Inputs (DSPy signature)
faulty_code # entire cell that crashed
error # full traceback
previous_fixes # optional user or system hints
Outputs
fixed_code # only the patched section(s)
Behaviour
- Reads the stack-trace, locates the failure line(s).
- Generates a minimal patch – it must not rewrite the whole script, only the broken part.
- Returns the patch to the orchestrator, which re-runs the cell.
- If it still fails, the agent can loop or escalate to the user
4. End-to-end call sequence
sequenceDiagram participant U as User participant P as Planner participant D1 as Doer A (sk_learn_agent) participant D2 as Doer B (data_viz_agent) participant F as Code_fix Note over U: "Cluster customers and plot" U->>P: natural-language query P->>D1: sub-prompt "cluster customers" D1->>Orchestrator: code + commentary Note over Orchestrator,D1: run code Orchestrator->>F: traceback (if error) F->>Orchestrator: patched code Orchestrator->>D2: sub-prompt "plot clusters" D2->>Orchestrator: code + commentary Orchestrator->>U: Streamlit UI (chart, text)
5. Why this separation matters
Benefit | Explanation |
---|---|
Reliability | Code-fix lowers crash probability without complicating every doer’s prompt. |
Composability | New helpers (e.g., memory, style-enforcer, unit-tester) can be added without touching existing analytics logic. |
Prompt hygiene | Doers stay small – easier to train, benchmark and debug. |
Observability | Users see the plan, the code, and any fixes as discrete steps, which builds trust. |
6. Extending the helper layer
-
memory_agent – retrieves prior conversations or dataset glossaries for context.
-
doc_agent – turns code & commentary into docs automatically
-
eval_agent – runs unit tests or statistical diagnostics on doer output.
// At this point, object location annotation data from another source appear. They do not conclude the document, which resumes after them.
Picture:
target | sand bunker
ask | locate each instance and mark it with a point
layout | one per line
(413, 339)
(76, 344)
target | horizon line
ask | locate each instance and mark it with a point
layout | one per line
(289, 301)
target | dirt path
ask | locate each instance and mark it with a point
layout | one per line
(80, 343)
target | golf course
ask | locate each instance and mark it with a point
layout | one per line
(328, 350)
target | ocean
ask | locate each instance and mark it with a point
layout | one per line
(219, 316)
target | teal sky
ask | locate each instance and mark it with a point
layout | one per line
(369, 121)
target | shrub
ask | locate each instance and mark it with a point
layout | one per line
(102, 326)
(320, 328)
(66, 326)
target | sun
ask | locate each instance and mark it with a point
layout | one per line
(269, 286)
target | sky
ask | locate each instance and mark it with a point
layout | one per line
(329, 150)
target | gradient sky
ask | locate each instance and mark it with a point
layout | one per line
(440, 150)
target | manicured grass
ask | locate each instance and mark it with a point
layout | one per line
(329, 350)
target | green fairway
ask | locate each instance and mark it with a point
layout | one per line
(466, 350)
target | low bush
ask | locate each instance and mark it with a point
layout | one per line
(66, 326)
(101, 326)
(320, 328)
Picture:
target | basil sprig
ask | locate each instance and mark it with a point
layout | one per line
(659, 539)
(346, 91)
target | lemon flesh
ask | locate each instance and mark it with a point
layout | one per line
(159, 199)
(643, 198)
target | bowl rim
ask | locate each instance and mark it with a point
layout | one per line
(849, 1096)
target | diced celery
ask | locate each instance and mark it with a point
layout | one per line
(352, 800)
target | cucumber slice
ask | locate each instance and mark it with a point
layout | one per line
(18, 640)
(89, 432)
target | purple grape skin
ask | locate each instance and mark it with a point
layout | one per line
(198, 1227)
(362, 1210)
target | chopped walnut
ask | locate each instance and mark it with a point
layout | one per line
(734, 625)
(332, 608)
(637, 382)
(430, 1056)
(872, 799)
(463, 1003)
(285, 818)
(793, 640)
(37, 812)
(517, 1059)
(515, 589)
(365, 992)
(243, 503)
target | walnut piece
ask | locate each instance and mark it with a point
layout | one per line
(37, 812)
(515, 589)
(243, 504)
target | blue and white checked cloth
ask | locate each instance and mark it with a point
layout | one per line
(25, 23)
Because helpers are just DSPy signatures wired into the orchestrator, adding one is mostly prompt-engineering plus a short routing rule.
In short: helper agents are the “glue code” of Auto-Analyst. They empower but never replace the specialised doers, giving the system a modular, fault-tolerant architecture that is easy to extend and reason about.